Art. 5. Artikel 167 van het decreet van 21 december 1994 betreffende het onderwijs VI, gewijzigd bij het decreet van 8 juli 1996, wordt vervangen door wat volgt :

"Artikel 167. Vanaf het begrotingsjaar 1997 worden de bedragen zoals bedoeld in artikel 166 aangepast met de aanpassingsfactor voor investeringssubsidies, die door de Vlaamse regering wordt gehanteerd voor de opmaak van de begroting van de Vlaamse Gemeenschap."

Art. 6. Voor het begrotingsjaar 1997 worden de vastleggingsmachtigingen, bedoeld in artikel 166 van het decreet betreffende het Onderwijs VI van 21 december 1994 zoals gewijzigd, verhoogd met 800.000.000 frank bestemd voor de hogescholen.

Deze bijkomende vastleggingsmachtiging wordt als volgt verdeeld :

IVAH : 262.476.370 frank;

DIGO - gesubsidieerde officiële hogescholen : 74.047.166 frank;

DIGO - gesubsidieerde vrije hogescholen : 463.476.464 frank.

HOOFDSTUK III. - Gezondheidsbeleid.

Art. 7. Artikel 19 van het decreet van 12 december 1990 betreffende het bestuurlijk beleid wordt opgeheven.

Art. 8. § 1. De wet van 27 juni 1956 betreffende het speciaal onderstandsfonds gewijzigd bij de wet van 3 april 1965 en het koninklijk besluit nr. 81 van 10 november 1967, wordt opgeheven met ingang van 1 januari 1997.

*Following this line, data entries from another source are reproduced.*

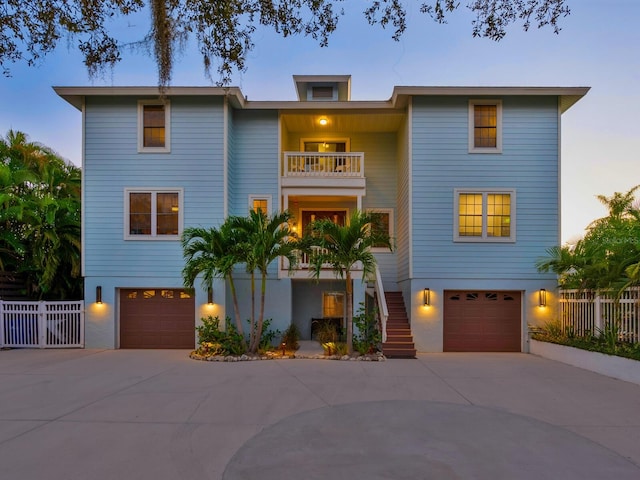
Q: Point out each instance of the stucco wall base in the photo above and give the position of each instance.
(611, 366)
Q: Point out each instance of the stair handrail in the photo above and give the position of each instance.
(383, 311)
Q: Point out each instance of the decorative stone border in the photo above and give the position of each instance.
(376, 357)
(616, 367)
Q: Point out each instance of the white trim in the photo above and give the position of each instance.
(167, 126)
(346, 140)
(153, 192)
(268, 198)
(484, 238)
(83, 193)
(409, 207)
(498, 147)
(225, 160)
(559, 177)
(391, 231)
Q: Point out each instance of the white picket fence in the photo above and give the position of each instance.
(42, 324)
(586, 312)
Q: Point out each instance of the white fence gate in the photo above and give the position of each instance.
(586, 312)
(42, 324)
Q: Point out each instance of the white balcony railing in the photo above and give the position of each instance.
(325, 164)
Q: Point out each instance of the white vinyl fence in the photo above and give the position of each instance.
(42, 324)
(586, 312)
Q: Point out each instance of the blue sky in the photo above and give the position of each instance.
(597, 47)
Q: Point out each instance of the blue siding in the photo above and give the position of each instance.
(255, 159)
(403, 235)
(112, 163)
(441, 163)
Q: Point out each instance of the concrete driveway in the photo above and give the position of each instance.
(122, 414)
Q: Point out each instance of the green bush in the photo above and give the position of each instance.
(267, 337)
(327, 333)
(291, 336)
(213, 341)
(606, 340)
(368, 337)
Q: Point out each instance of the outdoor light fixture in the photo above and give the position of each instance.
(426, 297)
(542, 297)
(210, 296)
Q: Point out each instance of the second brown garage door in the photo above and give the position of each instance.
(482, 321)
(156, 318)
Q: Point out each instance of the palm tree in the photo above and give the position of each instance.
(212, 253)
(601, 259)
(346, 248)
(262, 240)
(40, 199)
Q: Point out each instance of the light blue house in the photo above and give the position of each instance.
(467, 179)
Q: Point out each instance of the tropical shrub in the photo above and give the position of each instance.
(214, 341)
(291, 336)
(606, 340)
(368, 337)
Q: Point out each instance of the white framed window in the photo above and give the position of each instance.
(484, 215)
(260, 202)
(385, 216)
(320, 145)
(485, 126)
(333, 304)
(154, 126)
(322, 92)
(153, 213)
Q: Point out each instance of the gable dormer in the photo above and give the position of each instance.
(323, 88)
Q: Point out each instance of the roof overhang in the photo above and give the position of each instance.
(567, 95)
(75, 95)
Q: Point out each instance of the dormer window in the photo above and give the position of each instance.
(322, 93)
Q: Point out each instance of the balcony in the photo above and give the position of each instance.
(323, 169)
(302, 270)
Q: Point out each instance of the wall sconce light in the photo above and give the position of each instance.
(542, 297)
(426, 297)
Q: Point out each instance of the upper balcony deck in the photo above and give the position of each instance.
(320, 169)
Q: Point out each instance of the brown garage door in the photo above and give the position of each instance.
(156, 318)
(482, 321)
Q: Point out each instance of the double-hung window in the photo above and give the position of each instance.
(153, 214)
(260, 203)
(154, 126)
(485, 215)
(485, 126)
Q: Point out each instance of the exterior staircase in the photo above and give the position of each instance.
(399, 342)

§ 2. De in § 1 genoemde wetgeving inzake het speciaal onderstandsfonds blijft van toepassing voor de kosten van onderhoud en behandeling van voor 1 januari 1997 van de behoeftigen die lijden aan een kwaal van tuberculose of kankerachtige oorsprong, voorzover de voorstellen van de adviserende commissies en de facturen respectievelijk voor 1 januari 1998 en 1 januari 1999 in het bezit zijn van de bevoegde administratie.

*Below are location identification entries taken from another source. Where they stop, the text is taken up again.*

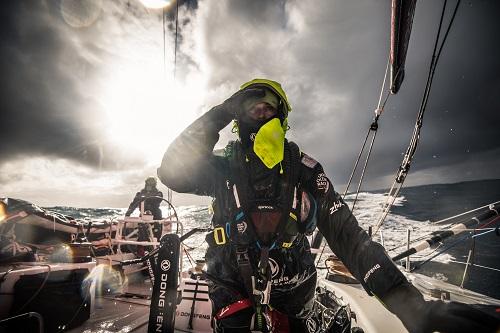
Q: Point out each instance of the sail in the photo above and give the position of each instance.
(401, 22)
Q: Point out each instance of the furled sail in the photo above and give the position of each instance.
(401, 22)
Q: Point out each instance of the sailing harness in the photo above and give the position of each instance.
(254, 224)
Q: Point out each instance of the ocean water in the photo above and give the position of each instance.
(418, 209)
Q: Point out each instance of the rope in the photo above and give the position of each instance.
(164, 43)
(405, 165)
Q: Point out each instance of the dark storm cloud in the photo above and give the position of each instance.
(51, 54)
(331, 56)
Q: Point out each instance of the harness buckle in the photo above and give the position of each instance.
(261, 291)
(219, 236)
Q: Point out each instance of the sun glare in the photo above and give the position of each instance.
(146, 110)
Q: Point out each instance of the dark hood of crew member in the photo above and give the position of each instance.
(262, 121)
(150, 185)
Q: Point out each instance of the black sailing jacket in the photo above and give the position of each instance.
(190, 166)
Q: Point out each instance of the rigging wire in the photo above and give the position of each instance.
(482, 227)
(373, 128)
(405, 164)
(176, 35)
(471, 235)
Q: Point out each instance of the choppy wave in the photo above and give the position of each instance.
(416, 209)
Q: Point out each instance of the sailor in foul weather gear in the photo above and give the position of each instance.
(268, 195)
(152, 198)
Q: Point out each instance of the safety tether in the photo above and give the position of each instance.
(410, 151)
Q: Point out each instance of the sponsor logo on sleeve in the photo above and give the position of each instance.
(322, 182)
(241, 227)
(370, 272)
(336, 206)
(309, 161)
(165, 265)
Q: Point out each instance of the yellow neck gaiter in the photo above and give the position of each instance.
(269, 143)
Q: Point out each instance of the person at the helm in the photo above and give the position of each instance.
(268, 195)
(151, 197)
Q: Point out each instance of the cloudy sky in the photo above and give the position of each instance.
(89, 102)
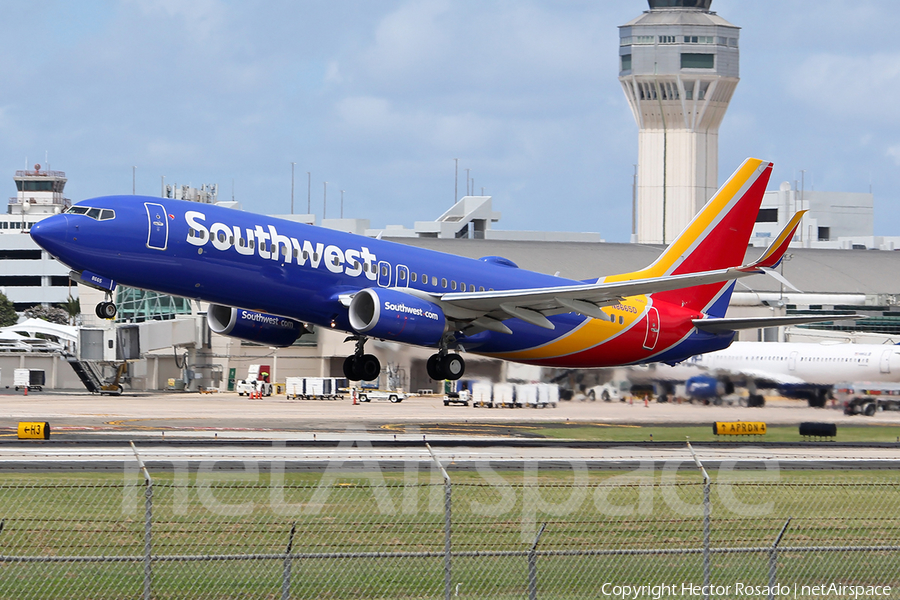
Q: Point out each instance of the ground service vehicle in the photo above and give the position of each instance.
(257, 381)
(369, 395)
(310, 388)
(867, 398)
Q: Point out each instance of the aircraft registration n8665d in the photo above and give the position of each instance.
(266, 277)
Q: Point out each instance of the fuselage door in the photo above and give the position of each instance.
(652, 328)
(158, 236)
(402, 276)
(384, 274)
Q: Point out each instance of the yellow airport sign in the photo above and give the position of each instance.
(739, 428)
(34, 430)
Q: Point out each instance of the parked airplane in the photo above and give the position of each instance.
(265, 277)
(808, 371)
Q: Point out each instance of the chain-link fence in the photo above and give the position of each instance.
(533, 532)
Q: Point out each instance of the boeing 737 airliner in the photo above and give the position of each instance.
(265, 278)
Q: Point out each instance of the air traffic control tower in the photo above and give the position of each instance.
(678, 64)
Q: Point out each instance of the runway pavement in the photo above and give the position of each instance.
(231, 415)
(228, 431)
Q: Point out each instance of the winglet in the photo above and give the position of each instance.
(773, 255)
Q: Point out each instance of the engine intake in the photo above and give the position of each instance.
(253, 326)
(398, 316)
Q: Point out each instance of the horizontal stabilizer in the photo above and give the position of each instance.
(726, 324)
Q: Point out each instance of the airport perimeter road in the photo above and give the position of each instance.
(365, 453)
(237, 416)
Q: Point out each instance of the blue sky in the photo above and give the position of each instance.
(378, 98)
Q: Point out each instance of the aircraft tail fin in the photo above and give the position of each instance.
(716, 238)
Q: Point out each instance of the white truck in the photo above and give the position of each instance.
(312, 388)
(366, 395)
(505, 395)
(867, 398)
(254, 383)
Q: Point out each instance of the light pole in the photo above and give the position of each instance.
(455, 180)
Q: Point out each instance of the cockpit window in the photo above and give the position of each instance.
(98, 214)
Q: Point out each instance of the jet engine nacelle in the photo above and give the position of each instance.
(393, 315)
(269, 330)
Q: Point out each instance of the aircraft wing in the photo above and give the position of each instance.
(532, 305)
(726, 324)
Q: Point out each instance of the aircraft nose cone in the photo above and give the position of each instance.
(50, 233)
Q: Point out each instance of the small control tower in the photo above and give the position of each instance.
(678, 65)
(39, 193)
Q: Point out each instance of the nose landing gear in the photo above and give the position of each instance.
(360, 366)
(106, 310)
(444, 365)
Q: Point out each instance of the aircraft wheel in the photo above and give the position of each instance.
(432, 367)
(350, 368)
(368, 367)
(106, 310)
(453, 366)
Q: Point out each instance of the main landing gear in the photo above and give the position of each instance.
(359, 366)
(444, 365)
(106, 310)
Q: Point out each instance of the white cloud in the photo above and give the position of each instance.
(857, 88)
(893, 152)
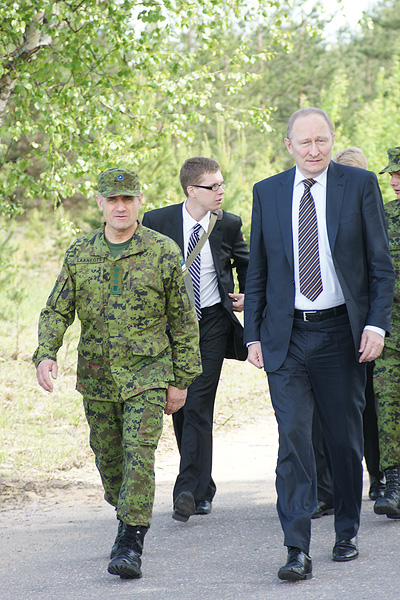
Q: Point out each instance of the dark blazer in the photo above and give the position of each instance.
(358, 240)
(229, 250)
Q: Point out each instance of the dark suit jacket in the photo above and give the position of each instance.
(228, 249)
(358, 240)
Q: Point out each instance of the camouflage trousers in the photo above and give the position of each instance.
(387, 391)
(124, 438)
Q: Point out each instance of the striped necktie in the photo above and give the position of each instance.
(194, 268)
(309, 267)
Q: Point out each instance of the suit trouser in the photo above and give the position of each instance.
(193, 423)
(371, 443)
(124, 438)
(320, 370)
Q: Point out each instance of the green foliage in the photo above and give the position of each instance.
(93, 83)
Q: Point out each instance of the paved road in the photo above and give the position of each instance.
(52, 552)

§ 3. De artikelen 11, 12 en 13 van de wet van 27 juni 1956 betreffende het speciaal onderstandsfonds gewijzigd bij de wet van 3 april 1965, blijven van toepassing op de tegemoetkomingen die werden en worden verleend door het speciaal onderstandsfonds. In voornoemd artikel 13 worden evenwel de woorden "ten bate van het speciaal onderstandsfonds" geschrapt.

Art. 9. In artikel 2 van het decreet van 23 februari 1994 inzake de infrastructuur voor persoonsgebonden aangelegenheden worden 8° en 9° vervangen door wat volgt :

"8° subsidiebelofte : verbintenis, die op het lopende begrotingsjaar wordt vastgelegd, om voor een investering een investeringssubsidie toe te kennen;

  1. subsidiebeslissing :de beslissing die het gedeelte bepaalt van de (subsidiebelofte) dat voor een bepaalde projectfase wordt voorbehouden;" (Err. B.St. 11-02-1997)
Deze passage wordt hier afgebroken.